Since the start of the pandemic, Japan has recorded 1.3 million cases and 15,500 deaths. Vaccination is progressing (as of August 19, 40% of the Japanese population was fully immune), but not enough to stem the current tide. Of the 238,000 active cases in the archipelago, more than 7,000 are considered critical.
Japan has 12.98 beds per 1,000 people, the highest per capita average among developed countries, according to data from the OECD (Organization for Economic Co-operation and Development), but most relate to mild illnesses – it there are only 5 intensive care beds per 100,000 inhabitants.
“It’s an image that may surprise Brazilians, who often imagine Japan as a country of the first world, where everyone has guaranteed access to healthcare. In fact, there is no SUS-type system, and Japanese private hospitals can refuse patients, ”explains São Paulo psychoanalyst Carine Sayuri Goto, based in Higashine (Yamagata province).
In Japan, all residents must register and contribute through taxes to a public insurance, such as Kokumin kenko hoken (health insurance) or Shakai hoken (social insurance), which covers 70% of medical expenses and hospitable. The remaining 30% is paid by the patient directly to medical institutions. In other words, the model is public, but not completely free like the SUS in Brazil, since most institutions are private (70%).
Out of 3,008 active private hospitals, only around 30% manage to treat patients with Covid-19. This means that a hospital can refuse admissions if there is no room in the disease department – even if there are beds available in others.
In recent days, at least nine provinces have decided to set up “oxygen stations,” makeshift facilities in places like hotels and gyms to help those who cannot find beds in hospitals.

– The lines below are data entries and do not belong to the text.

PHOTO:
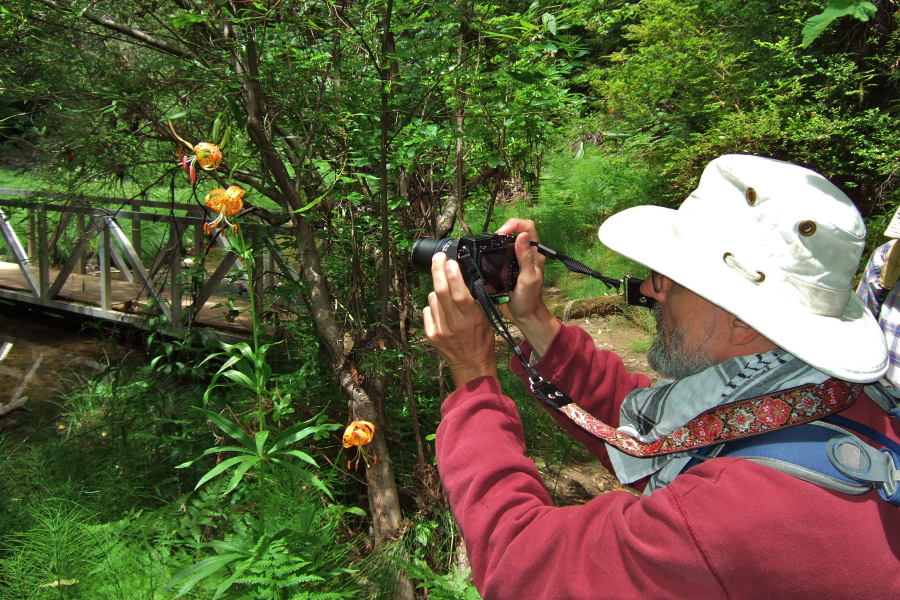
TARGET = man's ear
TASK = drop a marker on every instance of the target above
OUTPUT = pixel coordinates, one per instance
(742, 334)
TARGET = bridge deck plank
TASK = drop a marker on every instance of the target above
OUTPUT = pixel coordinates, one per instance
(127, 297)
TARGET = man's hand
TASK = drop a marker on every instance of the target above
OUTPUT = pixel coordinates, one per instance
(526, 306)
(456, 326)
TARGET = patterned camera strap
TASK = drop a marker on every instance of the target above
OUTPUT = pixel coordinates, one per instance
(718, 425)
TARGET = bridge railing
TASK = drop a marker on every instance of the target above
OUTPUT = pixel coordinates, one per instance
(156, 284)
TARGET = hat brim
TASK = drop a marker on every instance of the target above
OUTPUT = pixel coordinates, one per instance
(850, 347)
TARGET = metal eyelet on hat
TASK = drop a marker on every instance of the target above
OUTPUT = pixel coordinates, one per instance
(732, 262)
(751, 196)
(807, 228)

There are also reports of doctors who have decided to bring oxygen from clinics to the homes of patients with a fever of 40 ° C and an oxygenation level of 89% (considered severe) on their own. According to Goto, the possibility of being refused by hospitals worsens the feeling of insecurity in the face of the pandemic, especially for immigrants.
“Imagine that you have a fever and you feel short of breath, but live with the doubt that you will not be able to be accepted by a clinic on time? Apart from the language barrier, for those who do not speak Japanese and need translators to share their feelings with the doctor. This intensifies the feeling of helplessness, ”underlines the psychologist from the Amae institute, which takes care of Brazilians in Japan.

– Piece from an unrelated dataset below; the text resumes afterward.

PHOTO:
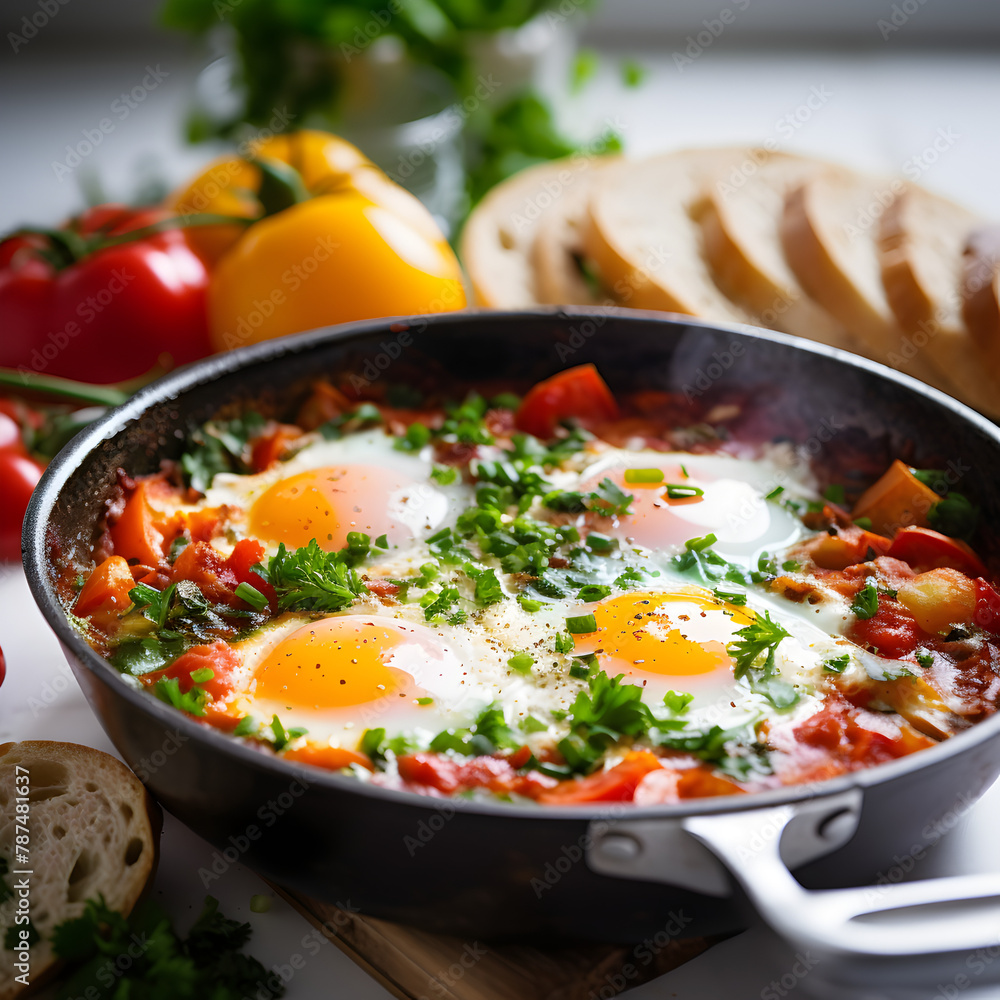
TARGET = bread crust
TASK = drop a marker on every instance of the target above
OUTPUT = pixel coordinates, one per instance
(93, 829)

“Everyone’s on edge,” says Virginia Yumi Oshima, a 50-year-old translator from Paraná, who lives in Komaki, Aichi Prefecture.
Author of “Multilingual Medical Conversation”, a multilingual glossary of medical subjects, she is part of a cooperative of interpreters and translators opened to serve immigrants in 2016.
Since the start of the pandemic, they have been sought after by Brazilians seeking help in applying for government financial aid and translated information on the epidemic situation.
“I’ve written more ‘condolences’ than ‘happy birthday’ messages this year.”
In cities where there are many immigrants, official bodies often publish important information translated into languages such as English, Filipino and Portuguese.
Toyohashi in Aichi Prefecture is one of them. “The highly contagious delta variant is spreading in Japanese territory,” Mayor Asai Yoshitaka published in an urgent letter to the city on the 17th. “And I have a strong sense of danger.”